Isolationists and extreme Eursceptics tend not to believe in man-made global warming, or why we should have international aid.  They don’t believe that Europe should interfere with working hours or rights at work for women when British business failed for decades to develop decent safeguards themselves.
 
The debate has also moved on:  too often the Pro-European Left remove themselves from the debate about sovereignty because they feel ill-equipped to debate the false juxtaposition between the sanctity British versus European institutions.    

But if the isolationist tendency hates European institutions, we should remember that they don't particularly like British ones either.  Whether the Courts, Parliament, local authorities, the welfare state – to your average isolationist British institutions are so infected by European rules and thinking that only exit or renegotiation will reform them - the only legit British-made institution, the NHS, is often seen as giving too much treatment away to the undeserving foreigners.  

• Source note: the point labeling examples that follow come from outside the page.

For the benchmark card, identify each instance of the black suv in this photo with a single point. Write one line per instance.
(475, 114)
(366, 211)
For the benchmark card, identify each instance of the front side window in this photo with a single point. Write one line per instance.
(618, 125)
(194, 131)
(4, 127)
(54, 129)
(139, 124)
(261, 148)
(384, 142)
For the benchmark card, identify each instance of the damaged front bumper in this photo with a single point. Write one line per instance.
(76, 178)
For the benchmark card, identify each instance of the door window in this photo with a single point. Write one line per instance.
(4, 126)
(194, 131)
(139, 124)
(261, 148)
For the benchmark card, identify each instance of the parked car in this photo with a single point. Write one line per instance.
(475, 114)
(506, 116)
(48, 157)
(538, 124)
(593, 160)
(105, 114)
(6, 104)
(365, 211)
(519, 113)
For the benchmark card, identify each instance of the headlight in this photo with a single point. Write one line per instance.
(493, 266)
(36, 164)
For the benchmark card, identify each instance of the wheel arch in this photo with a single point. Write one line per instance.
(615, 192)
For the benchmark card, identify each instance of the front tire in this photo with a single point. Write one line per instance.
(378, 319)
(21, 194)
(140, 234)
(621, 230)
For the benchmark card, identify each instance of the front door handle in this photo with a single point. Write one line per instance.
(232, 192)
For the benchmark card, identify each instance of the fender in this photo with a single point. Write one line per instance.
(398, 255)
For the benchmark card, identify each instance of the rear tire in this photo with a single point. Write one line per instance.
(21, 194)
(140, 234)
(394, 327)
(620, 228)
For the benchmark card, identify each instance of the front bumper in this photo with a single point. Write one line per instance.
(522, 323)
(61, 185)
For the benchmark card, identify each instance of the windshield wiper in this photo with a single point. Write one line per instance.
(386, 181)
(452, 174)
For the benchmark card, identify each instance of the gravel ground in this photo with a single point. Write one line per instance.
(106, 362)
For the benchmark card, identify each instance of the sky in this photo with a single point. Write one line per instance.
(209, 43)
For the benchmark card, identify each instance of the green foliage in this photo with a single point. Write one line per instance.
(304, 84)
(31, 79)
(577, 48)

For Cameron’s Conservatives embracing the isolationist tendency is convenient: Europe is a fundamentally a social democratic block on deregulation.  A preference to renegotiate or ‘go it alone’ is no compromise with his grassroots Right, it is an expression of his Conservative future for Britain, a country responding to the rise of the Far East and technological change by going it alone rather than seeking strength in numbers.  

During the late 19th century the term ‘Splendid Isolation’ was a popular conception of the foreign policy pursued by Britain, under the premiership of Conservative grandee Lord Salisbury.  It was characterised by a new reluctance to enter into permanent European alliances and by an increase in the importance given to British interests overseas in an era of increasing competition in the wider world.  It marked a departure in Britain’s approach to European affairs from earlier in century.

The developing Conservative narrative around Europe pays homage to this policy shift over one hundred years ago.  The problem was that Splendid Isolation was ultimately an unsustainable position – driven by elites in whose interest disentanglement served.  Faced with increasing international competition, was ultimately short-lived.